The grave's upper surface is composed of turf. The mound covers an intact burial chamber with an entrance at the eastern side of the mound. The entrance is covered by a large stone slab. The rectangular chamber is 4.6m long and approximately 1.5m wide and 1.2m high. The chamber walls are lined with large slabs. Along the north-northeast wall, are coursed smaller slabs and rubble. The west-northwest end of the chamber is blocked by a large edge-set slab. Five large slabs make up the roof of the burial chamber. The roof slabs are slightly exposed in the grassy surface of the mound.

==History==
The Isles of Scilly were originally settled during the Neolithic era, circa 2500 BC. Burial monuments on the islands range in date from the later Neolithic period to the Middle Bronze Age (c.2500-1000 BC). Entrance graves are distinguished by their burial chamber, typically constructed with edge-set slabs, coursed rubble walling or both, and roofed by large covering slabs. The chamber is usually accessible through an opening in the mound's stone outer edge. Excavations of entrance graves have generally uncovered cremation urns, pottery fragments and cremated and unburnt human bones.

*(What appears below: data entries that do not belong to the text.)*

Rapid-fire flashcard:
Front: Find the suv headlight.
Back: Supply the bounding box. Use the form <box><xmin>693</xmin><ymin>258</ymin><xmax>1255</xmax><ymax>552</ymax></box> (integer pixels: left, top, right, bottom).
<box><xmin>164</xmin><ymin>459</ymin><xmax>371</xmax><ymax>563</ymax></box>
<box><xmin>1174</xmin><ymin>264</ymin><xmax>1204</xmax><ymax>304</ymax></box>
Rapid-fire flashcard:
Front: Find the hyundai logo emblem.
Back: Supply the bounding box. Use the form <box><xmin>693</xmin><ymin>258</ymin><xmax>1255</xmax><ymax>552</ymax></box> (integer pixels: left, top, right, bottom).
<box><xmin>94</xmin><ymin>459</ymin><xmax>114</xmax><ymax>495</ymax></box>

The two entrance graves at Innisidgen Hill were built during the Bronze Age. At the time of construction, the burial chambers overlooked a coastal inlet, later known as Crow Sound. During the prehistoric era, this site would have encompassed a wide valley of fields enclosed by stone walls. The remains of a prehistoric field system are located on the northern slope of Innisidgen hill next to the entrance graves, discernible as earth and piles of rubble. No artefacts or human remains were found when both graves were first excavated in 1854.